Market Returns & Outlook
The markets continued trending lower in September, with stocks and bonds once again posting negative returns for the month (see table below). Year-to-date returns across major equity indexes, however, range from about 3.6% in the Small and Mid Cap sector to a strong ~27.1% in the tech heavy NASDAQ, substantially outperforming historical annual averages (note, we are only 9 months into 2023) spanning multiple decades. However, the bulk of domestic equity returns have been driven by the “Magnificent Seven” (AAPL, NVDA, MSFT, AMZN, NFLX, META and GOOG). The broader equity markets posted modest gains and the US Small/Mid Cap sector is now underperforming its long-term return trends. A lot of the tapering in risk asset performance is driven by the growing view that monetary authorities will hold rates at 5%+ levels for a longer period than anticipated earlier, given inflation readings remain persistently above the Federal Reserve Bank’s target. In accordance with this expectation, the US bond market is now lower, resulting in a negative YTD return of (1.2)% as of the end of September, with benchmark 10-year US Treasury yields up a sharp 55 basis points or 0.55% during the month.
|Index||YTD TR (%)||August 2023|
|US Large Cap - S&P 500||13.05%||(4.76)%|
|US Large Cap – Tech Heavy NASDAQ||27.11%||(5.77)%|
|International Equity – MSACWI ex US||5.82%||(3.12)%|
|US Small/Mid Cap – Russell 2500||3.57%||(5.59)%|
|Bloomberg Aggregate Intermediate Bond Index||(1.15)%||(2.49)%|
In this regard, the basic premise of asset class returns is that they earn a premium over risk free assets over market cycles. The size of that premium is a function of the anticipated excess cash flows (over the risk-free asset) that the risk asset is expected to generate and how variable (or volatile) the excess cash flows may be. If it is highly conditioned on future growth, the asset is “high beta,” and investors require the risk premium to be high. Conversely, if the excess cash flows are less conditioned on growth, the asset is “low beta,” and the size of the premium is low. And to be sure, if an asset’s cash flow is certain, regardless of growth, it is essentially a risk-free asset, and there is no risk premium or excess anticipated cash flows.
US Treasury Bill Yield and Real Yields on the US 10-Year Treasury Note
Global GDP Growth Outlook
Higher interest relative to the decade following the end of the Great Financial Crisis is now a global phenomenon, particularly following the disruptions in supply chains and the extraordinary expansion in money supply during Covid -19. As long as inflation remains above the Federal Reserve Bank’s 2% target, we do not expect the Fed to reduce the overnight Fed Funds rate absent a large geopolitical shock or a sudden unanticipated collapse in consumer spending or business investment. With major global central banks largely following the Fed’s monetary posture, the outlook for global growth is moderating which tempers our view on the performance outlook for riskier assets.

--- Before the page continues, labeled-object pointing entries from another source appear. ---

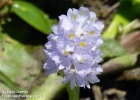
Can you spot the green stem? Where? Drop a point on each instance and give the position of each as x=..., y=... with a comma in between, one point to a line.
x=73, y=93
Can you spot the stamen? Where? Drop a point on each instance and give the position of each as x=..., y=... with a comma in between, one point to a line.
x=83, y=13
x=66, y=53
x=71, y=35
x=82, y=44
x=91, y=20
x=91, y=32
x=73, y=71
x=82, y=60
x=74, y=17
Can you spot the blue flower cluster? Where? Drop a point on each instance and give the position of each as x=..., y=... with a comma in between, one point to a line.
x=73, y=48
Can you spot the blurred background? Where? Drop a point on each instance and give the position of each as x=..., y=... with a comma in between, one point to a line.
x=24, y=27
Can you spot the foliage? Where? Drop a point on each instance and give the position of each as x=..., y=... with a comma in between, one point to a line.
x=21, y=66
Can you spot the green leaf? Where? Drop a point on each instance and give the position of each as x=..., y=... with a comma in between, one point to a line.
x=124, y=15
x=32, y=15
x=49, y=89
x=112, y=48
x=17, y=66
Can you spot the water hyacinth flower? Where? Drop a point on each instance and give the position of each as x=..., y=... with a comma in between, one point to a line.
x=73, y=48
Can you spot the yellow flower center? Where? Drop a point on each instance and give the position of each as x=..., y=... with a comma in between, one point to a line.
x=74, y=17
x=71, y=35
x=82, y=60
x=82, y=44
x=91, y=20
x=91, y=32
x=83, y=13
x=73, y=71
x=66, y=53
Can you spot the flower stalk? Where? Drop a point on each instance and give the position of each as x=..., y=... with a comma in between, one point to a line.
x=73, y=93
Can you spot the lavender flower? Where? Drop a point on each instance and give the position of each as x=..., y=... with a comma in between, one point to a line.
x=73, y=47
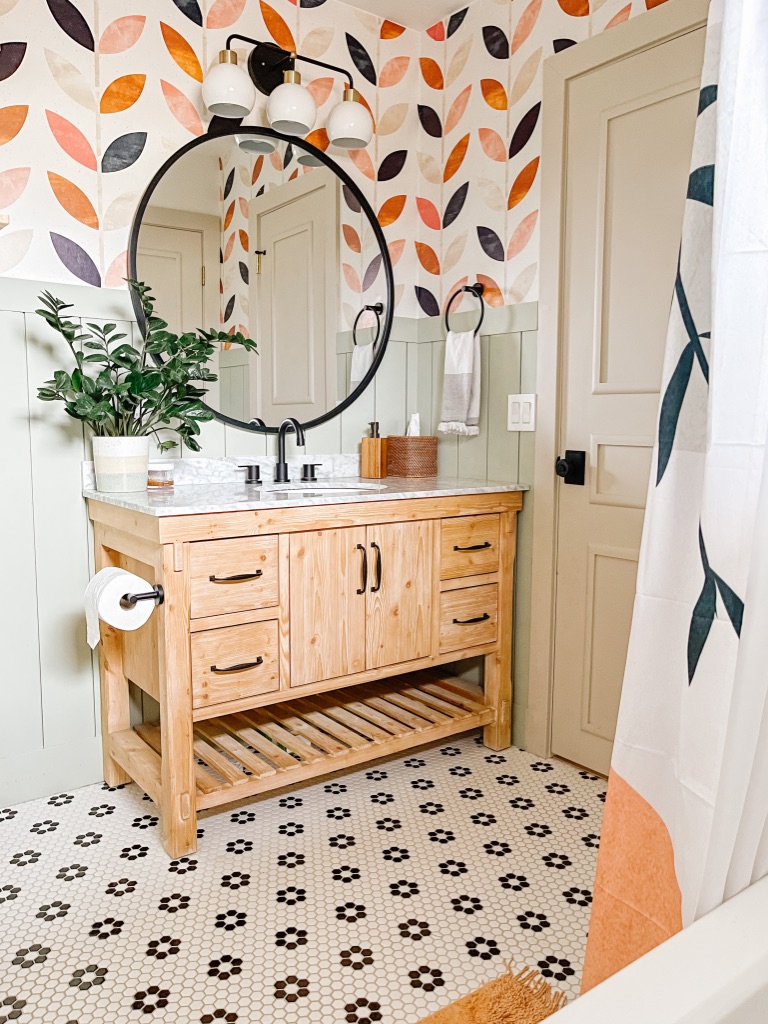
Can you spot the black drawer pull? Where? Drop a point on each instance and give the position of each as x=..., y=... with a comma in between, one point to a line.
x=377, y=586
x=238, y=668
x=240, y=578
x=361, y=590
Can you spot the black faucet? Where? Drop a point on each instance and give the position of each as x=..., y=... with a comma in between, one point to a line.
x=281, y=469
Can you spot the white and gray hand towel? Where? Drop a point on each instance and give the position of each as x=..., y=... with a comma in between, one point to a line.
x=363, y=356
x=461, y=386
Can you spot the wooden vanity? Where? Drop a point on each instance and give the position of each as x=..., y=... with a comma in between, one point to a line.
x=297, y=640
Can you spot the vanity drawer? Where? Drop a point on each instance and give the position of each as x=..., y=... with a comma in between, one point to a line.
x=469, y=546
x=468, y=616
x=232, y=576
x=235, y=662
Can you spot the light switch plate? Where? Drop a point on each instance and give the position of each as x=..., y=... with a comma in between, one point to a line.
x=521, y=412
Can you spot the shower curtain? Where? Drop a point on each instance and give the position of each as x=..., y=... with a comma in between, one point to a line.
x=686, y=815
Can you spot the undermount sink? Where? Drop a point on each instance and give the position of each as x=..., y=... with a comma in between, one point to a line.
x=324, y=487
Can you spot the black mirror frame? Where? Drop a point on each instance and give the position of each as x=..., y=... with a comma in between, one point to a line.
x=366, y=208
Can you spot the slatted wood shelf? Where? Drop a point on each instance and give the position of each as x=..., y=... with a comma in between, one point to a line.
x=242, y=755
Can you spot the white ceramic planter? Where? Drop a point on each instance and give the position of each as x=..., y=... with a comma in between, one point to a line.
x=121, y=463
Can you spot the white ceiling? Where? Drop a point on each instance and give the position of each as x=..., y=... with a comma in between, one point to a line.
x=420, y=14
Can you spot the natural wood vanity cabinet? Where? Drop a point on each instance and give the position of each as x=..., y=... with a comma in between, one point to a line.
x=302, y=640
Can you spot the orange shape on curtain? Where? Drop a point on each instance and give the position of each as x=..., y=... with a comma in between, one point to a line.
x=637, y=901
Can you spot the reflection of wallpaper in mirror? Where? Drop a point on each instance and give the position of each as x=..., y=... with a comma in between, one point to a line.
x=245, y=176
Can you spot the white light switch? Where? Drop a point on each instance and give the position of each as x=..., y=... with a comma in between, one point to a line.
x=521, y=412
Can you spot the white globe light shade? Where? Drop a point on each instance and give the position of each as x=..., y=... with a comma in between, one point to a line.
x=349, y=124
x=291, y=109
x=227, y=90
x=255, y=143
x=308, y=160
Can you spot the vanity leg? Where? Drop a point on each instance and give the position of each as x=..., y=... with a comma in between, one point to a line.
x=498, y=667
x=116, y=714
x=179, y=816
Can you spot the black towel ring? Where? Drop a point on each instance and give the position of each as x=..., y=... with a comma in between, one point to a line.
x=377, y=308
x=475, y=290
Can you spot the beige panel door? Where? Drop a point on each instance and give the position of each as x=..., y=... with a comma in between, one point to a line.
x=295, y=297
x=399, y=593
x=171, y=259
x=328, y=615
x=630, y=132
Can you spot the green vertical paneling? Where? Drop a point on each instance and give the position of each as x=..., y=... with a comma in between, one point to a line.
x=325, y=439
x=505, y=380
x=523, y=577
x=389, y=386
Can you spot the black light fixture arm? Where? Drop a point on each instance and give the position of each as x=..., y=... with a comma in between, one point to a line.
x=290, y=56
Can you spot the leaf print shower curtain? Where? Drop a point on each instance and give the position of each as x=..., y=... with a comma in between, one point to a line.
x=686, y=816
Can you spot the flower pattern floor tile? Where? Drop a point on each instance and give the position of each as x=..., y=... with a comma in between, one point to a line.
x=374, y=896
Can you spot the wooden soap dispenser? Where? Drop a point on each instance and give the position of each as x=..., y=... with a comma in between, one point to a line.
x=374, y=455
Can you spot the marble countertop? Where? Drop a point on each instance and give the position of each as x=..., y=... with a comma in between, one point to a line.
x=203, y=498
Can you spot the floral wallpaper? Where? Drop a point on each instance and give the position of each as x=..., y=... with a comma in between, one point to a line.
x=95, y=99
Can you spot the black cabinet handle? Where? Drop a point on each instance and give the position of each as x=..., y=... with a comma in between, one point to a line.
x=238, y=668
x=377, y=549
x=240, y=578
x=364, y=587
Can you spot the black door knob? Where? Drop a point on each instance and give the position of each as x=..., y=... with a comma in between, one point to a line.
x=571, y=467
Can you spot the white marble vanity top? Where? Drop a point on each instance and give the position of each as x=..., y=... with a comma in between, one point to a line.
x=207, y=497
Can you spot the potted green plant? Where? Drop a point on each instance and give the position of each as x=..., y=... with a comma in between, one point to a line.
x=128, y=394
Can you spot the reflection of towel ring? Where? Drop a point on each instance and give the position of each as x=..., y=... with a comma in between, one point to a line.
x=475, y=290
x=377, y=308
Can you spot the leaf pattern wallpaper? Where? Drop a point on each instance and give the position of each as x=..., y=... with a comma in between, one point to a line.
x=95, y=98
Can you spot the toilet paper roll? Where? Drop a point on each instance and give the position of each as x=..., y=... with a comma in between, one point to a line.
x=102, y=597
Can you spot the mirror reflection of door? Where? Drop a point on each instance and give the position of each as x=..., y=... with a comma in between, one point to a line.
x=294, y=297
x=227, y=197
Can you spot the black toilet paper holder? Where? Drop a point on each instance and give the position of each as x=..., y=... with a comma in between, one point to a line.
x=157, y=594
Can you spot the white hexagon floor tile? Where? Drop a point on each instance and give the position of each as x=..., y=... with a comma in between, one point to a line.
x=375, y=896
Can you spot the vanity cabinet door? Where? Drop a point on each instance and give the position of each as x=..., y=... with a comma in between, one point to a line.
x=328, y=613
x=399, y=596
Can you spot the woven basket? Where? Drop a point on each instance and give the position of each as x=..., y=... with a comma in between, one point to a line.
x=412, y=456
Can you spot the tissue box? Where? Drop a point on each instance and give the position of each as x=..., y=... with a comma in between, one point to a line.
x=412, y=456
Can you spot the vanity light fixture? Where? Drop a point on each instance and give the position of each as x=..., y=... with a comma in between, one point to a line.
x=229, y=91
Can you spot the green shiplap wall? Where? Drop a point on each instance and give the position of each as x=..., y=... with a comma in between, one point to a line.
x=49, y=736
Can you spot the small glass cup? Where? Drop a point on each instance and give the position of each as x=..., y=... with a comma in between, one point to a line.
x=160, y=475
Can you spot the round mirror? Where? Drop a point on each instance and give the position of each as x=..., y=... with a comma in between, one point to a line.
x=244, y=231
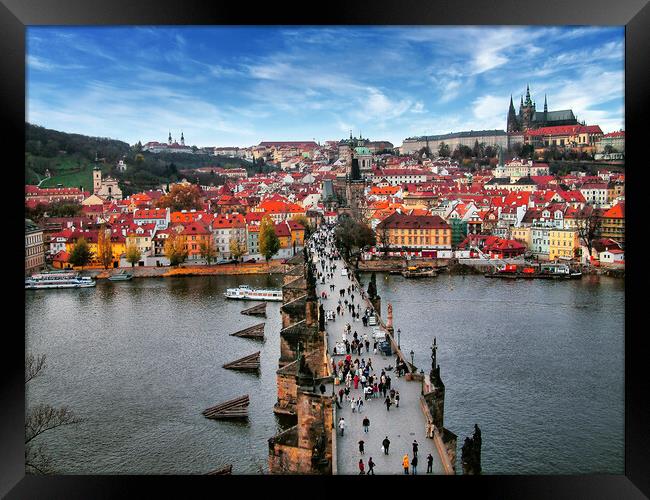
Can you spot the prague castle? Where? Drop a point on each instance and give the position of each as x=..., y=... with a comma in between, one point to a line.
x=529, y=118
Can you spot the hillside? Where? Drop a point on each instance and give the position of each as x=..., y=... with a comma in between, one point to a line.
x=70, y=158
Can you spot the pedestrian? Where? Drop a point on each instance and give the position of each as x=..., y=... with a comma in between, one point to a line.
x=385, y=444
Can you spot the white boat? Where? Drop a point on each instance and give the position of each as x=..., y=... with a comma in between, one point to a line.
x=245, y=292
x=121, y=276
x=58, y=279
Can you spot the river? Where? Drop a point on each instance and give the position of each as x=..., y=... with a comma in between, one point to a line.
x=537, y=364
x=139, y=361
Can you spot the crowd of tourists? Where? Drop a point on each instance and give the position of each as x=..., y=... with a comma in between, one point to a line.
x=358, y=381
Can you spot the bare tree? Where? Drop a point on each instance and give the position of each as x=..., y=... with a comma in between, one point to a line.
x=39, y=419
x=588, y=225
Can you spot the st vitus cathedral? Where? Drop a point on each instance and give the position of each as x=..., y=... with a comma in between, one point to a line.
x=529, y=118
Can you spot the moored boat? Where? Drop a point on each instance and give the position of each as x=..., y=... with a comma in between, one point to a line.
x=245, y=292
x=121, y=276
x=550, y=270
x=419, y=272
x=58, y=279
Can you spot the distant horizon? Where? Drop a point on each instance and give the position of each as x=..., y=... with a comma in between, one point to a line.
x=239, y=86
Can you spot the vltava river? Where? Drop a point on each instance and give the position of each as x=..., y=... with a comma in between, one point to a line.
x=139, y=361
x=537, y=364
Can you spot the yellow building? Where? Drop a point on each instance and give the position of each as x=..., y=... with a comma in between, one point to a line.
x=414, y=232
x=612, y=223
x=562, y=243
x=522, y=234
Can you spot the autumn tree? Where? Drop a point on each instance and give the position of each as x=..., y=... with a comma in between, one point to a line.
x=304, y=222
x=175, y=249
x=237, y=248
x=104, y=247
x=207, y=249
x=268, y=240
x=182, y=197
x=133, y=254
x=39, y=419
x=80, y=254
x=383, y=234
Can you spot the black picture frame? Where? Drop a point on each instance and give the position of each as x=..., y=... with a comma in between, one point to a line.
x=633, y=14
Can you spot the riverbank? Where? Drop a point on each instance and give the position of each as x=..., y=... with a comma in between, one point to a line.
x=453, y=267
x=196, y=270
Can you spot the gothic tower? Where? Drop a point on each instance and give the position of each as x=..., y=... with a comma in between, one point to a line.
x=512, y=125
x=97, y=179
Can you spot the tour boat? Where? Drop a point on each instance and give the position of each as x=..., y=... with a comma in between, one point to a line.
x=121, y=276
x=58, y=280
x=419, y=272
x=245, y=292
x=545, y=271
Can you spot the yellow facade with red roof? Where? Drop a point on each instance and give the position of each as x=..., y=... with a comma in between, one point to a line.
x=612, y=223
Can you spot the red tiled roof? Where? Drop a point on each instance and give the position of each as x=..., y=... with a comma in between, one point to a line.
x=402, y=221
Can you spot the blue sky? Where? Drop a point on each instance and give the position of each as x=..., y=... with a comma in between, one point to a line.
x=237, y=86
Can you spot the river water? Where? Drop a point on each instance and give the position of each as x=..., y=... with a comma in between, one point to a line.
x=139, y=361
x=537, y=364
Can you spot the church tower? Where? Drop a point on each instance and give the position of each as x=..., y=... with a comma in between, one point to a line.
x=97, y=179
x=512, y=125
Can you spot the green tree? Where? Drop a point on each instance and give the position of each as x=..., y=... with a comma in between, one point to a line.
x=182, y=197
x=372, y=286
x=133, y=254
x=207, y=249
x=269, y=241
x=104, y=247
x=81, y=254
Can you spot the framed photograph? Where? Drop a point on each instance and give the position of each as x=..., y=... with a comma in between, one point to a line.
x=386, y=240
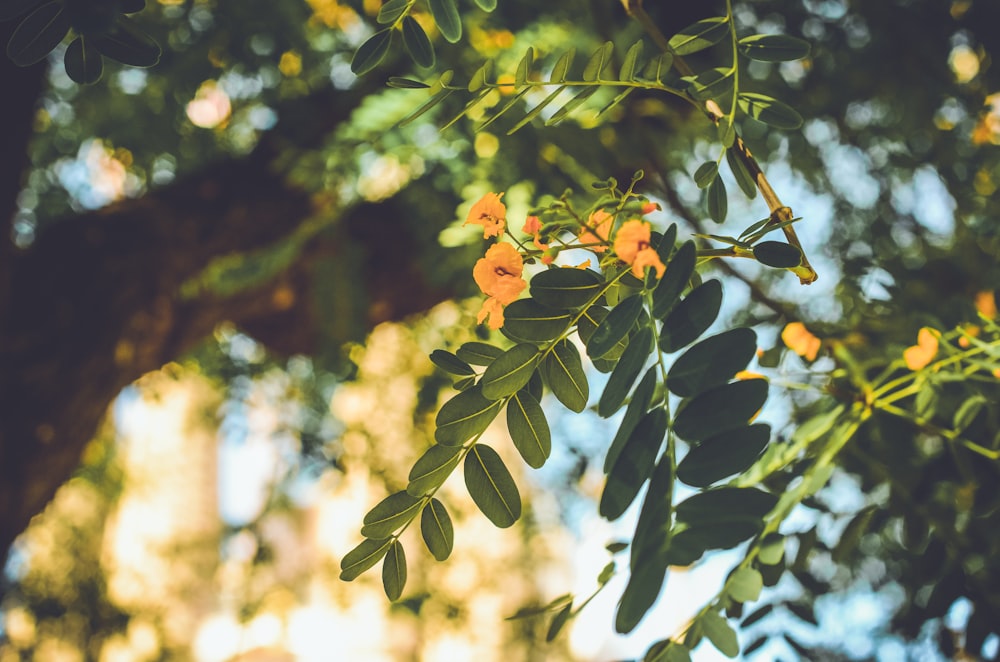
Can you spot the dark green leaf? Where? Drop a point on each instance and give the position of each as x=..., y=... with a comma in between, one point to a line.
x=675, y=279
x=741, y=174
x=528, y=428
x=391, y=11
x=465, y=416
x=706, y=173
x=777, y=254
x=445, y=13
x=634, y=464
x=718, y=203
x=637, y=408
x=720, y=633
x=526, y=319
x=566, y=288
x=563, y=372
x=84, y=64
x=625, y=372
x=417, y=44
x=769, y=111
x=371, y=53
x=491, y=487
x=437, y=530
x=363, y=557
x=614, y=327
x=390, y=514
x=627, y=70
x=723, y=455
x=432, y=469
x=598, y=61
x=394, y=571
x=699, y=36
x=774, y=47
x=719, y=409
x=36, y=36
x=712, y=361
x=450, y=363
x=509, y=372
x=558, y=621
x=129, y=45
x=692, y=316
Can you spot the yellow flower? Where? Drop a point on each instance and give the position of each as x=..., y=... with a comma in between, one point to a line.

With the outlook for growth and earnings looking tempered going forward, we at Trajan Wealth believe that we can significantly enrich our clients’ investment outcomes by prudently allocating portions of their long-term investment portfolios towards private assets. As mentioned in previous monthly newsletters, private assets are assets that are not traded in the public markets and include the equity – Private Equity, and debt – Private Credit of private companies, Private Commercial Real Estate, and Private Infrastructure Funds – pools of capital invested in private infrastructure projects, to name a few. Being private assets, these asset classes are significantly illiquid, taking as much as a decade for the return of and the returns on invested capital. However, they tend to command a veritable and persistent illiquidity premium – and since valuation changes only reflect durable changes in earnings and cash flow, they tend to be less volatile than publicly traded assets – the absence of momentum trades, short interest or short covering, algorithmic trading and leveraged trades that result in amplifying volatility in publicly traded assets.
We continue to advocate an elevated level of diversification across asset classes and develop specific asset allocation perimeters that cater to individual risk-tolerance thresholds. In the context of higher yields and the prospect of slower economic growth, Fixed Income assets should command a higher weighting in most portfolios. We also believe that non-traditional asset classes – “real assets” such as real estate and infrastructure, as well as private equity and private credit, merit consideration given the real portfolio enhancement opportunities as we transition to a potentially lower growth environment. With investors with a long-term investment horizon, the illiquidity premium in private assets is an attractive source of additional returns. The great news is that private assets, once the sole purview of institutional investors, are gradually being democratized with developments in technology and changes in the regulatory environment.